Hierarchical Data Format (HDF) is a set of file formats (including HDF5) for storing and organizing large amounts of data. For example, NASA uses the HDF format for their Earth observation mission data. Starting in Imatest 22.2, users can optionally access all of their stray light data within a HDF5 standard output file, for the purpose of external analysis and/or data distribution. HDF5 can be read using an external application or programmatically with most programming languages. 

A screenshot of free, open-source HDFView application.
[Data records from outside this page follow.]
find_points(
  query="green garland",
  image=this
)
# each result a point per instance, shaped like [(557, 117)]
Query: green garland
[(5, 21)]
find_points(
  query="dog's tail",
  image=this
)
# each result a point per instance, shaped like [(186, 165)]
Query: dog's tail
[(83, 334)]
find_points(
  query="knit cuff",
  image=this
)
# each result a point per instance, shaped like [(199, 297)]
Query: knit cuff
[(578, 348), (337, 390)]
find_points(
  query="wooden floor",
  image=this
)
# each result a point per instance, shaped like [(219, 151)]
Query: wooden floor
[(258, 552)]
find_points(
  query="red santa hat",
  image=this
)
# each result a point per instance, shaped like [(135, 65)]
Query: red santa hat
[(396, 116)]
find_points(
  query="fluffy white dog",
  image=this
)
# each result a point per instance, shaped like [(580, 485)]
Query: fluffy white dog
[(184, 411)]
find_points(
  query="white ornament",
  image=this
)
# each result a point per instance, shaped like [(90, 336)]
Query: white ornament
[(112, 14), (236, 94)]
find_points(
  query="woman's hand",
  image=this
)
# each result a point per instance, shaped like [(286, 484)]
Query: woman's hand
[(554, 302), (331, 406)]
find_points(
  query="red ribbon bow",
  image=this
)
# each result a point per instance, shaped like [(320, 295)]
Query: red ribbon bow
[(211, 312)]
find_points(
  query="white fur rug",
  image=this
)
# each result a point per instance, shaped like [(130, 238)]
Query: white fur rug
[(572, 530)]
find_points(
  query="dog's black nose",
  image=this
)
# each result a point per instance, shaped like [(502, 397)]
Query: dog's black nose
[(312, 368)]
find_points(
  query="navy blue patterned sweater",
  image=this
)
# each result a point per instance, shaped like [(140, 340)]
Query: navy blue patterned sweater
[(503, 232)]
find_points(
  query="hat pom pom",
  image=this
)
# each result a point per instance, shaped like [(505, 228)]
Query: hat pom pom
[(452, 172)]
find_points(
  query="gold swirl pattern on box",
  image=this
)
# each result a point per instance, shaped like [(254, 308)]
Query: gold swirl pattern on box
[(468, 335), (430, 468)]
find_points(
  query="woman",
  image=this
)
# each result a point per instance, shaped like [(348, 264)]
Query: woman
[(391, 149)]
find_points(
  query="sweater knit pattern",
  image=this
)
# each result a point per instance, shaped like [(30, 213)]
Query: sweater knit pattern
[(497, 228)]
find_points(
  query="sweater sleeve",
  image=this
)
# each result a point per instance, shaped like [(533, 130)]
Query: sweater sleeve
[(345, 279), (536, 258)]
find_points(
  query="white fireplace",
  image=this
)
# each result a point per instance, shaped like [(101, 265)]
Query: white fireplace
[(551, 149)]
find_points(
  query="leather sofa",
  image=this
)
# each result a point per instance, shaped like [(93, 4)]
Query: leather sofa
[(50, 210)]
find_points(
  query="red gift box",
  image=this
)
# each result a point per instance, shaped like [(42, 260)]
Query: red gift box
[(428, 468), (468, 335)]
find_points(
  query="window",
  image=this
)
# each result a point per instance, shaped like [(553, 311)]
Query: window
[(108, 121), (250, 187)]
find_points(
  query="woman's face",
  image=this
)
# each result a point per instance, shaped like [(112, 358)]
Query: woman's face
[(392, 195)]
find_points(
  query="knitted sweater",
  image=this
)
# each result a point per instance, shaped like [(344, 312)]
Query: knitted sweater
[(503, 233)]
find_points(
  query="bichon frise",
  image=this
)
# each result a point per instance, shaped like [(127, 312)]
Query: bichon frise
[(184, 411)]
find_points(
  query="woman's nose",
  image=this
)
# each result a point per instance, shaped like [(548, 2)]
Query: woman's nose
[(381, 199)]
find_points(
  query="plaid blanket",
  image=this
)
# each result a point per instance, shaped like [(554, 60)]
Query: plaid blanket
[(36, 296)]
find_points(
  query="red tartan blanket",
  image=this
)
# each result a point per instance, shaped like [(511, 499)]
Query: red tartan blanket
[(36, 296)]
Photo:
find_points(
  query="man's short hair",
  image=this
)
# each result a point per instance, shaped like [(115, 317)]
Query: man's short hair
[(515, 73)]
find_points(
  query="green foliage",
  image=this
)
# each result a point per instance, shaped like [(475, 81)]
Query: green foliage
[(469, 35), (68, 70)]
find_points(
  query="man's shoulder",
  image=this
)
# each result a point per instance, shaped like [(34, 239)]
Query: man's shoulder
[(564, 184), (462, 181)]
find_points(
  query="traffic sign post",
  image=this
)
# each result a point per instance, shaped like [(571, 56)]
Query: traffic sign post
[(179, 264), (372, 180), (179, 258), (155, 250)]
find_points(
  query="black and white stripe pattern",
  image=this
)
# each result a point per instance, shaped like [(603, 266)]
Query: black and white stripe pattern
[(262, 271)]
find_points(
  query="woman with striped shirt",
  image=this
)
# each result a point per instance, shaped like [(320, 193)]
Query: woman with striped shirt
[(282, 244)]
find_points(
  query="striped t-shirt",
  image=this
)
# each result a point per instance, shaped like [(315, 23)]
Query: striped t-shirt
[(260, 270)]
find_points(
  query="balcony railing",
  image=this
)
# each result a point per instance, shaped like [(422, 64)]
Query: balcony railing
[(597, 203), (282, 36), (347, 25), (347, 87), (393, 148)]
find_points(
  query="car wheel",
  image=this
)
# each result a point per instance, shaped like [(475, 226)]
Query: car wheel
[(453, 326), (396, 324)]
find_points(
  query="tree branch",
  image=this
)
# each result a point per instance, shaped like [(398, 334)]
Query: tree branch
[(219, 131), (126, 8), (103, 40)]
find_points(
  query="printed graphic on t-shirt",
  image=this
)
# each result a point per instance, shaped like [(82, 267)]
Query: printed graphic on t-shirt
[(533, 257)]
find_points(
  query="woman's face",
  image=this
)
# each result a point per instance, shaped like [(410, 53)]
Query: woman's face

The stray light output structure can be navigated by using the pane on the left. Here, a stray light metric image, accessible from within the output structure, is opened for viewing.

When using a config file as input to the analysis, users will be provided with additional vectorized versions of their results, providing easier access to the data for plotting or any other supporting analysis. See the Stray Light Configuration file page for additional information on use of a config file for stray light analysis.